Personal information
- Full name: Peter Watson Middleton
- Date of birth: 13 September 1948
- Place of birth: Rawmarsh, England
- Date of death: April 1977 (aged 28)
- Place of death: Braithwell, England
- Position(s): Midfielder

Youth career
- Sheffield Wednesday

Senior career*
- Years: Team / Apps / (Gls)
- 1965–1968: Sheffield Wednesday / 0 / (0)
- 1968–1972: Bradford City / 131 / (25)
- 1972: Plymouth Argyle / 1 / (1)
- Total:  / 132 / (26)

= Peter Middleton (footballer) =

English footballer

Peter Watson Middleton (13 September 1948 – April 1977) was an English professional footballer who played as a midfielder. He spent almost all of his career with Bradford City. His career was cut short following an accident just days after his Plymouth Argyle debut.

He was one of eight children, including four boys, born in Rawmarsh, Yorkshire, England. One of his brothers, John, also played for Bradford City.

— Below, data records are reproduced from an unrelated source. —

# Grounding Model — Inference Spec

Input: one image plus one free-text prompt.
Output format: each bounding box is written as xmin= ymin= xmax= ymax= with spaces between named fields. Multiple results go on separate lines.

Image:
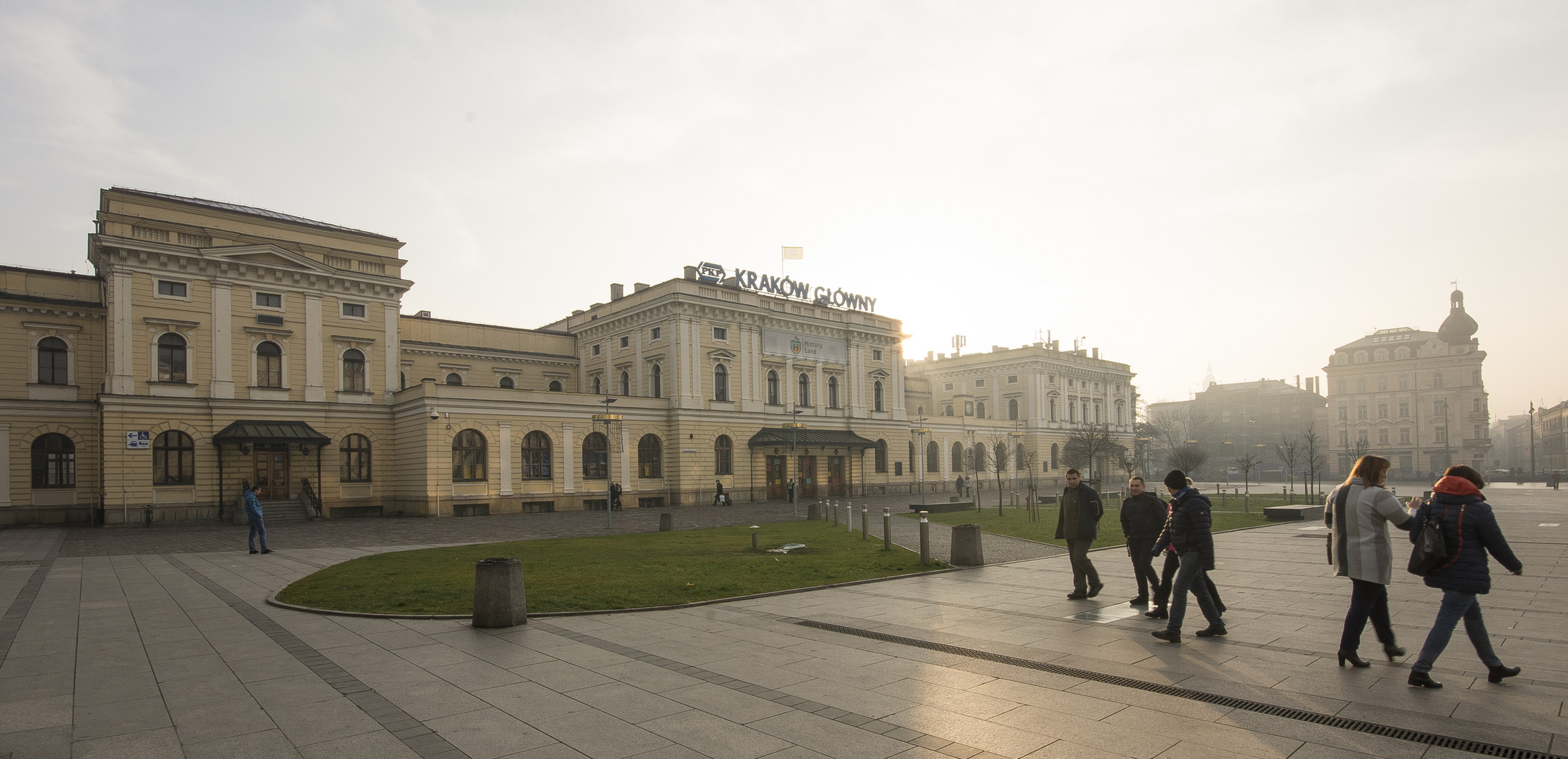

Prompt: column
xmin=209 ymin=283 xmax=233 ymax=398
xmin=302 ymin=293 xmax=326 ymax=403
xmin=495 ymin=422 xmax=511 ymax=495
xmin=108 ymin=271 xmax=134 ymax=395
xmin=559 ymin=425 xmax=577 ymax=493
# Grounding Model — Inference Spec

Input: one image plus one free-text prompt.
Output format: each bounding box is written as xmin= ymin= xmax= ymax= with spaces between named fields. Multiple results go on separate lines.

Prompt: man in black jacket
xmin=1057 ymin=469 xmax=1106 ymax=601
xmin=1121 ymin=476 xmax=1165 ymax=607
xmin=1149 ymin=469 xmax=1226 ymax=643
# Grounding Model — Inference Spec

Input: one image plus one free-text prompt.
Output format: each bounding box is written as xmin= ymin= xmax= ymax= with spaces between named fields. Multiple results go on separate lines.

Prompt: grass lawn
xmin=905 ymin=507 xmax=1278 ymax=549
xmin=278 ymin=522 xmax=947 ymax=615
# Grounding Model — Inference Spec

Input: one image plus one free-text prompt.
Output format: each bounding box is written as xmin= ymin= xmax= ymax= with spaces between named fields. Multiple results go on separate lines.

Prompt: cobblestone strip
xmin=0 ymin=536 xmax=63 ymax=662
xmin=529 ymin=621 xmax=982 ymax=756
xmin=163 ymin=557 xmax=472 ymax=759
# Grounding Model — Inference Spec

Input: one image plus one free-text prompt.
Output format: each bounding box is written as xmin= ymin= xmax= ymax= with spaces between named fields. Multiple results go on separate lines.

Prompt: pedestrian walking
xmin=1406 ymin=464 xmax=1524 ymax=689
xmin=1121 ymin=476 xmax=1165 ymax=607
xmin=1149 ymin=469 xmax=1228 ymax=643
xmin=1323 ymin=456 xmax=1414 ymax=666
xmin=245 ymin=485 xmax=271 ymax=554
xmin=1057 ymin=469 xmax=1106 ymax=601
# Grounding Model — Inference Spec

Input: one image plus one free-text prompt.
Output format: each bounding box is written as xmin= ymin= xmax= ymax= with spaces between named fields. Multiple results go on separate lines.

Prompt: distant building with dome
xmin=1323 ymin=290 xmax=1491 ymax=479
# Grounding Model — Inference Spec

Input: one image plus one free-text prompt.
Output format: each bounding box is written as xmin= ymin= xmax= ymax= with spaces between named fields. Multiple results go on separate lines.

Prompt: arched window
xmin=583 ymin=433 xmax=610 ymax=480
xmin=152 ymin=429 xmax=196 ymax=485
xmin=337 ymin=434 xmax=370 ymax=483
xmin=33 ymin=433 xmax=77 ymax=488
xmin=452 ymin=429 xmax=488 ymax=483
xmin=713 ymin=434 xmax=735 ymax=475
xmin=344 ymin=348 xmax=365 ymax=392
xmin=256 ymin=340 xmax=284 ymax=387
xmin=158 ymin=332 xmax=185 ymax=382
xmin=522 ymin=429 xmax=554 ymax=480
xmin=637 ymin=434 xmax=665 ymax=479
xmin=38 ymin=337 xmax=70 ymax=384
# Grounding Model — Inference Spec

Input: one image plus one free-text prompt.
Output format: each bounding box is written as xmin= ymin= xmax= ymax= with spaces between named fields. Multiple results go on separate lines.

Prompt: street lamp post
xmin=592 ymin=387 xmax=621 ymax=527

He was found dead in his car in 1977.

==Career==
Middleton was a schoolboy with Sheffield Wednesday who signed as an apprentice professional. He became a regular in the reserves, signing as a full-time player in 1965. But after three years without a first team game he moved to Bradford City.

Bradford City paid £500 for him. He played for four full seasons at Bradford City and into the start of 1972–1973 season, scoring 25 goals in 131 league appearances. He also had a good scoring record in the FA Cup and League Cup, with three goals in the former and six in the latter in a total of 20 cup games.

In September 1972 he left Valley Parade to join Plymouth Argyle. He scored on his debut against Shrewsbury Town but it proved to be his last first-team appearance. A few days later he was struck by a car as he crossed a road. He tried to resurrect his career even scoring twice in a reserve game, but he quit following advice from a specialist. He had a benefit game against Manchester United.

In April 1977 he was found dead in his car, having committed suicide by carbon monoxide poisoning.